Для Валерия Гергиева первый спектакль «Нормы» стал испытанием — очевидно, сказалось традиционно недостаточное количество репетиций, без каких музыка этой оперы, требующая ювелирнейшей артикуляционной работы, может обернуться сплошным минным полем из несинхронных ансамблей солистов, хора и оркестра. С соблюдением баланса между белькантовым изяществом и милитаристской тяжестью оркестра было сложно. Не чувствовалось и сосредоточенной драматургической осмысленности, без которой «Норма» превращается в морок и летаргию. Но в те моменты, когда маэстро вдруг ловил волну, возникали пронзительные симфонические откровения.
Из певцов в этих обстоятельствах легко не пришлось никому, но лирический Поллион Игоря Морозова брал уверенностью и стабильностью, в то время как у более драматического Ярамира Низамутдинова кроме вокальной выносливости был еще сценический козырь в виде внешней стати, вполне подобающей римскому проконсулу. Адальджиза Екатерины Лукаш сумела показать, какой яркой тенью может быть seconda donna, а вот Ирина Шишкова в этой партии слишком волновалась за общую опрятность вокального текста и верхние ноты, хотя красота тембра и киногеничность образа располагали в ее пользу.
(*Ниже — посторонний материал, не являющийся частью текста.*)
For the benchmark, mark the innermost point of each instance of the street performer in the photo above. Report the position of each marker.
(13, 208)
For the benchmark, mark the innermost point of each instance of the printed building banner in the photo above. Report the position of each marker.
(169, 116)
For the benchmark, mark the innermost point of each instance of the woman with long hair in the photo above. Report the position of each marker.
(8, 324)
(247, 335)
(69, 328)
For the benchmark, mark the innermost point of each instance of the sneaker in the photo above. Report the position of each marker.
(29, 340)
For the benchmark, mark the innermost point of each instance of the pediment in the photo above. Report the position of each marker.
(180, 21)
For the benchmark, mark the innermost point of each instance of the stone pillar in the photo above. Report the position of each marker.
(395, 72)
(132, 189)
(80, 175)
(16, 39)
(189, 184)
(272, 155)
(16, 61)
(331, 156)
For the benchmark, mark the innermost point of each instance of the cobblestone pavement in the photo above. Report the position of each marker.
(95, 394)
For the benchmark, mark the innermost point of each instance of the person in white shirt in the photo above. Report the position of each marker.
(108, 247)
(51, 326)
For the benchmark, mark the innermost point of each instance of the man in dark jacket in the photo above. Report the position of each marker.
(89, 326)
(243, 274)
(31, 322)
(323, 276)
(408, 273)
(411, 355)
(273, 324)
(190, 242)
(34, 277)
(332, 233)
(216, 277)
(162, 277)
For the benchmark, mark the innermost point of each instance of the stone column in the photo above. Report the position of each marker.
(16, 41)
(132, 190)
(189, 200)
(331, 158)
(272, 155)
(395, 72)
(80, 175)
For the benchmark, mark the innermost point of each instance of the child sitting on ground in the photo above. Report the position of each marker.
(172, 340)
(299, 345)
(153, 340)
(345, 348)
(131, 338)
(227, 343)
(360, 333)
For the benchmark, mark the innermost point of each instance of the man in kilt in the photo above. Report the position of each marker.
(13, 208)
Из двух Оровезо Мирослав Молчанов поразил гулкостью своего баса, в то время как Магеррам Гусейнов — белькантовым шелком и благородством голоса. Мария Баянкина сделала максимум возможного, чтобы ничего не потерять в судьбоносной роли Нормы, но верха все-таки не давались без боя. Главным же музыкальным триумфом и чудом этой «Нормы» стало исполнение Альбины Шагимуратовой, которая продемонстрировала и этическую высоту, и выносливость, и инструментальную ровность звука, и, главное, ту магическую связь слова и музыки, за которую Беллини боготворили и Верди, и Вагнер.